What he thought was that he'd feel better as the day wore on, but he thought wrong. His head throbbed, his insides kept churning. And though he made his slow careful way through a plate of rice mush, grain by grain, _that__ went right through him too. He wound up lying beside the swollen green carpet of the pool through the late afternoon and into the evening, refusing all attempts at conversation and invitations to eat (Merry), ball (Lydia) or inhale drugs (half a dozen people, cats and chicks alike). Every once in a while, hammered by the sun, he'd wallow lethargically in the pool, but even that made his brain pound and his gut clench, and he didn't really rouse himself till somebody pulled the shades down over the day and dusk came to sit in the trees like a vulture and everything went gray. Then he had a few shaky hits from a bottle of Don Ricardo special re-posado tequila he kept under the seat of the car and went out across the lawn to inspect the remains of the deer. There was no one around, and the fire he and Marco had made-the smoking fire, not the barbecue, because the meat had to be preserved somehow-wasn't even warm.
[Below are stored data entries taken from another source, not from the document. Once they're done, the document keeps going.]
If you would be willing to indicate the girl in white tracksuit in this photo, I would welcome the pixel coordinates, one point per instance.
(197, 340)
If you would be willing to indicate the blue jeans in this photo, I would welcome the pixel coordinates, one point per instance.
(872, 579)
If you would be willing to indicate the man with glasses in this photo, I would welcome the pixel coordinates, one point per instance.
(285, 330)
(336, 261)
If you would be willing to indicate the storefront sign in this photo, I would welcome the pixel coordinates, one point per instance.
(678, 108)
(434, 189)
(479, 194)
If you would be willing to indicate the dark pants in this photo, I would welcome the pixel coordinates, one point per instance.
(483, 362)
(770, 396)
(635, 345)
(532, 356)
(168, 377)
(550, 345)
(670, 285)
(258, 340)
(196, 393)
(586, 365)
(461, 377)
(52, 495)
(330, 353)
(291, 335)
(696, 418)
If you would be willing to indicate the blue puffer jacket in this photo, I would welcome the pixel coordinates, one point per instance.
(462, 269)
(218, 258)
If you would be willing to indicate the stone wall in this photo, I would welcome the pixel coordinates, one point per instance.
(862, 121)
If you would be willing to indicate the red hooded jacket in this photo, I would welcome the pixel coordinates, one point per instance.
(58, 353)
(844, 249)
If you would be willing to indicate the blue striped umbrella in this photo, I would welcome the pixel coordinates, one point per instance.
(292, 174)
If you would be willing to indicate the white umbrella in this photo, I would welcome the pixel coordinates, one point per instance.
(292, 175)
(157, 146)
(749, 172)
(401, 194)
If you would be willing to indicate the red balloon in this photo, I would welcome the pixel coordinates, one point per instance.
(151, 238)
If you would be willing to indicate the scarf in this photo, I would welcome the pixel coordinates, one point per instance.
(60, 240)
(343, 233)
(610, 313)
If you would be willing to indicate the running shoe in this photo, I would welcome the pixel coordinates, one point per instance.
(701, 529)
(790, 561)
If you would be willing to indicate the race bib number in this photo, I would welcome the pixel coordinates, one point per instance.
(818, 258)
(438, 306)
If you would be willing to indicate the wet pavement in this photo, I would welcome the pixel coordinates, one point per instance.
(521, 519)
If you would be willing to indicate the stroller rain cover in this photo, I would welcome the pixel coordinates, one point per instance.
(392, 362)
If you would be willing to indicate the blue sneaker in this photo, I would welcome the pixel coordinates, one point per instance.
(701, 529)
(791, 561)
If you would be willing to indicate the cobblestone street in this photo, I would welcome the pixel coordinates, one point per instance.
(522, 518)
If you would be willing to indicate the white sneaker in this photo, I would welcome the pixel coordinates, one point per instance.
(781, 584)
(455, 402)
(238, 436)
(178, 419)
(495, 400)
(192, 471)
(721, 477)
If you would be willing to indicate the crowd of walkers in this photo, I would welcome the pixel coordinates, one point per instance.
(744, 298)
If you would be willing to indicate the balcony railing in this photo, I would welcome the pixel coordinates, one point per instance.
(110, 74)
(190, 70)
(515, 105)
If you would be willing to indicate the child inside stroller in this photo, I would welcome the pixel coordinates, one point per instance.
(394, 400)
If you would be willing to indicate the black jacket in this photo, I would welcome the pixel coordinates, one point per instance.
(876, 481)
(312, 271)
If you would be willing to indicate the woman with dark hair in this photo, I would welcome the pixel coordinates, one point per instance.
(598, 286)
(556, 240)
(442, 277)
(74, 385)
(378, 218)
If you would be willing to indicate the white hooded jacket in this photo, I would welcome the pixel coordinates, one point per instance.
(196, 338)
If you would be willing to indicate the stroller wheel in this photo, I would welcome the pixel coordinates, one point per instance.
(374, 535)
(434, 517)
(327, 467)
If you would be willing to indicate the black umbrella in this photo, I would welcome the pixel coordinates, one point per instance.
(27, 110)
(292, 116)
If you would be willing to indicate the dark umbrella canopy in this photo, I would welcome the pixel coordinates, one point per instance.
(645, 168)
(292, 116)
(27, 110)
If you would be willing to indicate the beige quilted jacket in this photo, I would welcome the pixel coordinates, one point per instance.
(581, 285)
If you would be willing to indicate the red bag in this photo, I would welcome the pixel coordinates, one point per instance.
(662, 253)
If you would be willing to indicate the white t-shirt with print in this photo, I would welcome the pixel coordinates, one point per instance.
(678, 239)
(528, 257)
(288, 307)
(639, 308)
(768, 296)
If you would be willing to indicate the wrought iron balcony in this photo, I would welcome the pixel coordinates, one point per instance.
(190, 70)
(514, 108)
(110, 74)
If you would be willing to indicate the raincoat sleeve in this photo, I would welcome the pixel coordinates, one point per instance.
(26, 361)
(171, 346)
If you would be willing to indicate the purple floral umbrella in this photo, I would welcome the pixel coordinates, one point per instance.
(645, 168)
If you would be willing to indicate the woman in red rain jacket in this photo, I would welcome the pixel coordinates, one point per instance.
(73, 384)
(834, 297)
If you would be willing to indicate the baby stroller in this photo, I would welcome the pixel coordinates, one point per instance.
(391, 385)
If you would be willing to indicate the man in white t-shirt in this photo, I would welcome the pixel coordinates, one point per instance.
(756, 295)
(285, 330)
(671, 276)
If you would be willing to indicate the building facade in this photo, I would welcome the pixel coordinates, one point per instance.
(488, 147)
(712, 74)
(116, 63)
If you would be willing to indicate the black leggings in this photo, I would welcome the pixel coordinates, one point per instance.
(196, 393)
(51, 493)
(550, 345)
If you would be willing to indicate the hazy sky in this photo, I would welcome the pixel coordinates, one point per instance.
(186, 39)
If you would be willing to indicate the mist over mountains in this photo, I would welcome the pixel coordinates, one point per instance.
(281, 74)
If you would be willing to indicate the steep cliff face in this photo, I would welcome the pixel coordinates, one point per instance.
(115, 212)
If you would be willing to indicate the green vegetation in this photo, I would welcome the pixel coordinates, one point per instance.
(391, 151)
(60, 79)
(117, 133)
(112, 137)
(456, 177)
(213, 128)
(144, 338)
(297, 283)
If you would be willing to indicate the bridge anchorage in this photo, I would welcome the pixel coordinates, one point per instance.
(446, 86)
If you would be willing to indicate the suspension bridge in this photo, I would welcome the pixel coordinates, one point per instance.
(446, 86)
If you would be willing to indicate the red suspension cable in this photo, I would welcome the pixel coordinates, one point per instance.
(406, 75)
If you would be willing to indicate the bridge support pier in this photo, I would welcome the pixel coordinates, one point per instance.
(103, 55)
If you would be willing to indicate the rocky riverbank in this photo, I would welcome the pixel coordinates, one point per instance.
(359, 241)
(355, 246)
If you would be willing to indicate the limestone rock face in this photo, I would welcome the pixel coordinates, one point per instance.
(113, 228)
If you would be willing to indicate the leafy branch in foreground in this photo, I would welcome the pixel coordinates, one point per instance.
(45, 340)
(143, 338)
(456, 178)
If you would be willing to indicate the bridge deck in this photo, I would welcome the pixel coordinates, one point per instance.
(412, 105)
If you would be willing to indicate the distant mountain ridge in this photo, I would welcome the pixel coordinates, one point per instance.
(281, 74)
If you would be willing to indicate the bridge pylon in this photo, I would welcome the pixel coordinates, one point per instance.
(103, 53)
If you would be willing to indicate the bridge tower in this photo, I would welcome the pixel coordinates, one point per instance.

It was a circle of white ash flecked with cinders, and you could lay your palm on it and feel absolutely nothing. The deer-the unchoice cuts, the parts they hadn't bothered with in the rush to get the blood off their hands and the party under way-dangled from a thin strand of wire like the leavings of some twisted vigilante squad, its head skewed at an impossible angle, backbone gnawed to a blue-black ripple of bone. While he'd been asleep, while he'd been lying up beside the pool as if he'd been gutshot himself, the flies had been busy making a playground of the thing, and he saw that now, but it didn't affect him one way or the other. He didn't even bother to raise a hand and flick them away. It was getting dark. And the meat-the deer, his triumph-had already begun to stink.